Film Review: Tango & Cash (1989)

Release Date: December 22nd, 1989
Directed by: Andrei Konchalovsky, Peter MacDonald (uncredited), Albert Magnoli (uncredited), Stuart Baird (uncredited)
Written by: Randy Feldman, Jeffrey Boam (rewrites)
Music by: Harold Faltermeyer
Cast: Sylvester Stallone, Kurt Russell, Jack Palance, Teri Hatcher, Brion James, Geoffrey Lewis, Eddie Bunker, James Hong, Marc Alaimo, Michael J. Pollard, Robert Z’Dar, Lewis Arquette, Roy Brocksmith, Clint Howard

The Guber-Peters Company, Warner Bros., 101 Minutes

Review:

I used to really like Tango & Cash when I was in fifth and sixth grade. I hadn’t really seen it since then. Having seen it now, though, I can state that this movie did not age well. It probably wasn’t very good, even for 1989 standards, but it is incredibly cheesy and hokey but not in any way that is endearing.

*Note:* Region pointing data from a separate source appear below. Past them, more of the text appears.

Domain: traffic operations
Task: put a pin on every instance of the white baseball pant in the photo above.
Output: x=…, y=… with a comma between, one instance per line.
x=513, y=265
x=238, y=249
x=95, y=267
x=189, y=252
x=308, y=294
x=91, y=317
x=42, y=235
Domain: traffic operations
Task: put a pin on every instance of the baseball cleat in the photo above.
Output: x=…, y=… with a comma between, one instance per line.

Sure, I love Sylvester Stallone and Kurt Russell but the two of them deserved a better vehicle for a team-up movie. The plot was weak and a big chunk of the movie was spent in prison, where Stallone just escaped from in his previous film, also from 1989, Lock Up. However, Stallone was also entering a bad period for his career, as this film was followed up by Rocky V (most people hate it, I don’t), Oliver and Stop! Or My Mom Will Shoot.

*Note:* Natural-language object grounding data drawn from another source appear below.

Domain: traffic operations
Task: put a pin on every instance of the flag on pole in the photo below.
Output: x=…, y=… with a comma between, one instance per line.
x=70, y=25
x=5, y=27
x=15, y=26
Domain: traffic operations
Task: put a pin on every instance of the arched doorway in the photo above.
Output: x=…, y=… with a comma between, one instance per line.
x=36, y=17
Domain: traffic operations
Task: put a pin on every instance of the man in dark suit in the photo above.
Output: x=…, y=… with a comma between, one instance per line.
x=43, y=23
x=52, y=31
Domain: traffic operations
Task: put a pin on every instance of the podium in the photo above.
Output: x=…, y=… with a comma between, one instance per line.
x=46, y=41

At least we got to see these two in the same film again in 2017 with Guardians of the Galaxy Vol. 2, even though they didn’t share any scenes together. But I did find it strange that Russell was not in any Expendables picture.

The film also gives us the legendary Jack Palance, Brion James (a fantastic 80s villain player), James Hong (most beloved as Lo Pan from Big Trouble In Little China, another Kurt Russell film), Marc Alaimo (another great villain character actor and Gul Dukat from Star Trek: Deep Space Nine), Robert Z’Dar (the Maniac Cop himself), as well as a young Teri Hatcher, the always weird Clint Howard and Michael J. Pollard, a guy I’ve always enjoyed in his small roles.

However, even with all the great people in this film, it is still a total dud. Maybe that has something to do with script rewrites. Maybe it is because this film went through four directors. Yes… four!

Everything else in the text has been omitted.